Big Jim frowned thoughtfully and replied, "It sounds like a one-way marriage agreement in which I agree to love, honor, and obey you without any right to kiss you. You are so right about my havin
g a newspaper to put out, and my readers have the right to know a hired gun is running loose in their township like a mad dog off its leash!"
Longarm snorted. "Aw, come on. I only told Miss Rita another shady character named Ram Rogers as a possible suspect. There's no solid evidence it was him and not some other mad dog up in the bell tower just now!"

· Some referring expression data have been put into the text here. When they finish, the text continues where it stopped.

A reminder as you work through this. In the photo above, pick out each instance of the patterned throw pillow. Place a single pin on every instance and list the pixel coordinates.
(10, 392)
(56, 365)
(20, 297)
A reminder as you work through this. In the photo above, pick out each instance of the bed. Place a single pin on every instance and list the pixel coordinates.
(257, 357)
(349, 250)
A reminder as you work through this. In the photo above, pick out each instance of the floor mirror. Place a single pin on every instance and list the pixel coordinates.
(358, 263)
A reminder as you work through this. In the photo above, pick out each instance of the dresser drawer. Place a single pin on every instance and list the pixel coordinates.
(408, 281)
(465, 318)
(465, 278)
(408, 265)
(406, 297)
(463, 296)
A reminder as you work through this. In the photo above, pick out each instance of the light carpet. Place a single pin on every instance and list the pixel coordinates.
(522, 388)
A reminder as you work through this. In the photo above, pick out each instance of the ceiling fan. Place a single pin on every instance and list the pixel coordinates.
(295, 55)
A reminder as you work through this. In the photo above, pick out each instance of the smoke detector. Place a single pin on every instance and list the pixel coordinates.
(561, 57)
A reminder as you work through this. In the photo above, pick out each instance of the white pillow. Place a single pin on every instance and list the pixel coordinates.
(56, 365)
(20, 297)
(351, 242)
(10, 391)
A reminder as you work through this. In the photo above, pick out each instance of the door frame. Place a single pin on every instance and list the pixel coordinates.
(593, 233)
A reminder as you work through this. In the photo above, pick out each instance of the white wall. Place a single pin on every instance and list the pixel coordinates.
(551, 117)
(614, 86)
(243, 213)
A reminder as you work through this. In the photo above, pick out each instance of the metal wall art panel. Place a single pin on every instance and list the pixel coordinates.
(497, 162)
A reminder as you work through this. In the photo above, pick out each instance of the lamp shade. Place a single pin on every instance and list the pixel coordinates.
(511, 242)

Rita said she wanted to question this Ram Rogers whatever he was and allowed she was headed over to their J.P. to ask for a writ she could use to run the rascal in on suspicion, if nothing else, for a good seventy-two hours.
Longarm started to warn her not to swear out a felony warrant with no more to back it but the unsupported accusations of a known con man.
Then he wondered why he'd want to say a dumb thing like that. For Billy Vail and the attorney general had asked him to find out what these Wyoming wildwomen were up to and old Rita, for all her dimples and auburn hair, was talking sort of wild right in front of him. So he held his tongue and went along with the rest of them as they all made their way afoot down the main street and around a corner to a mansart-roofed frame house painted puke green with chocolate brown trim.
They all trooped inside to find the formidable Edith Penn Keller, J.P., presiding over her crowded parlor from a big keyhole desk set on a raised and carpet-covered dais at one end, with a gilt plaster goddess of Justice at one end and a stack of law books at the other.
The J.P., herself, was a fat lady of about forty with her dark hair drawn up in a tight bun as she sat there in black poplin judicial robes, reminding Longarm of a big black broody hen setting on a clutch of billiard balls somebody had slipped under her big ass as a joke. She was fining a young cowboy two dollars for disturbing the peace as Longarm followed Rita, two of her kid deputies, and Big Jim from the Riverside News in. It sounded fair to ask two dollars off a kid who'd roped and drug a watering trough the night before. But when J. P. Keller saw who'd come to admire her, or see her, least ways, she ordered everyone else to clear her court. So it wasn't clear how the case of the trough-roping cowboy would ever be resolved.